Beyond
the Cliffs of Kerry
By Amanda Hughes
Reviewed by Tarren Young
The writing of this book does not flow smoothly like
any of the three main rivers of Ireland mentioned in the story, it is harsh and
choppy. Perhaps this is done because of the environment Darcy McBride, the main
character, lives in – and has had to live in since she was a young child,
facing and surviving a famine in Ireland in the 1740’s. If Ms. Hughes chose to
use choppy sentence structure for the time periods purpose, I could potentially
understand, but I still feel that it doesn’t work and makes for a more
difficult and less enjoyable read.
There are a few plot twists that I didn’t expect,
which is cool, and I was getting into the romance part toward the end. (Literally,
like page 320 or something.) Despite how uneven, sometimes awkward and clumsy
the romance writing is, I do not appreciate how long it took me to get into the
romance.
As a reader, I also don’t appreciate wasting my time
on reading something that doesn’t draw me in right from the beginning. The
story starts in Ireland but, other than a beating by her brother, there is no
real action taking place until two years later – about 120 pages into the
story. As a writer of mainly historical romance myself, I stuck with it to see
what I could learn about the time period and the general character
roles/thoughts/actions of the time.
I am also very disappointed with this story because
it is written in third person and, although I typically don’t have a problem with
third person, the author gives us what every
character says and thinks. For
example, in one paragraph we have Darcy’s point of view, then Nathan’s, then
Jean-Michel, then another character. Sometimes it is within very short
paragraphs in succession, so that we never really get to know the characters.
We just have surface driven ambitions. This, to me as a reader, is very
distracting and there are very little transitions at all in the story.

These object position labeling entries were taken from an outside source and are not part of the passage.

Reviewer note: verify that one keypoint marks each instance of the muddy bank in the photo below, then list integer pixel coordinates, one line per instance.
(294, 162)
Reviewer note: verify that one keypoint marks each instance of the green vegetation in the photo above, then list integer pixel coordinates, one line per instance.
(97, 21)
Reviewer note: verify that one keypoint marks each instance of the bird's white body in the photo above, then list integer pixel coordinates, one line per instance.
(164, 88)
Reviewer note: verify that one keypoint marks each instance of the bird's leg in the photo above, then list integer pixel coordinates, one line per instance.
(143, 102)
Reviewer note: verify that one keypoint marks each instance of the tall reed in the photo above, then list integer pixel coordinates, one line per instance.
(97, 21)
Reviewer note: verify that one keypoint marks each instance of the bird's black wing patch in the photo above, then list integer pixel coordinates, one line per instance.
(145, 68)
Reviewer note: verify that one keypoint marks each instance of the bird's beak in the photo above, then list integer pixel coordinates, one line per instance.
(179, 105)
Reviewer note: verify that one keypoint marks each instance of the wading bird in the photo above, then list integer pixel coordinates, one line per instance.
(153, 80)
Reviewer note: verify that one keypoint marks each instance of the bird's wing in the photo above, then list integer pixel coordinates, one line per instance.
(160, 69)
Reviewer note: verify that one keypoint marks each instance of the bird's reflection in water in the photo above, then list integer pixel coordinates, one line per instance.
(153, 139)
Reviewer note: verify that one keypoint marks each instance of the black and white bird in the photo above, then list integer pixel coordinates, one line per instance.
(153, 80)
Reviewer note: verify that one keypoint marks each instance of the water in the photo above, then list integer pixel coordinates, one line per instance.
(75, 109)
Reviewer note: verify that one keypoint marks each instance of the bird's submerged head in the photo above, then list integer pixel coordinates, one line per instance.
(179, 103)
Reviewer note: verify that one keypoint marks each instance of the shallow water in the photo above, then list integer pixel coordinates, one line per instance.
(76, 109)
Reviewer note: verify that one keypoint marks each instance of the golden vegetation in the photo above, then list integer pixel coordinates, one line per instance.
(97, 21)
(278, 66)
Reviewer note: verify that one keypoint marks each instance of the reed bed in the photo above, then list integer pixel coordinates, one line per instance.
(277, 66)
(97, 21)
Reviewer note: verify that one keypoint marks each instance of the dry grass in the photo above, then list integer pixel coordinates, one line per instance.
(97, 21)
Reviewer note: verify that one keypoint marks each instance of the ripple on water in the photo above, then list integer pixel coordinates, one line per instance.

As both a reader and a writer, I understand that,
considering the time frame of Darcy’s story, (it spans roughly five years of
her life) and the scenarios she is thrown into, there is a need for a lot of
characters. Darcy and her brother, her friends and family in Ireland, her best
friend and her husband and all of
their children, the Catholic Father they smuggle in, and the British military
that is stationed there for a while (we learn all the top men’s names.) We hear
of names from towns one or two over, we learn names from the ship she is on
while being transported to the colonies and, of course, the people she meets in
the colonies. Having to keep track of all the characters was a bit maddening. I
honestly felt there were too many characters in this story and, if we heard
ninety-percent of it from Darcy’s view only, then we wouldn’t have had the need
for so many characters. She could have just called them the British guards or
British Generals.
I am rating this story as 1.5 stars because this
story could have been told in 150 pages instead of 390, and the writing feels
more like a first draft than a final draft.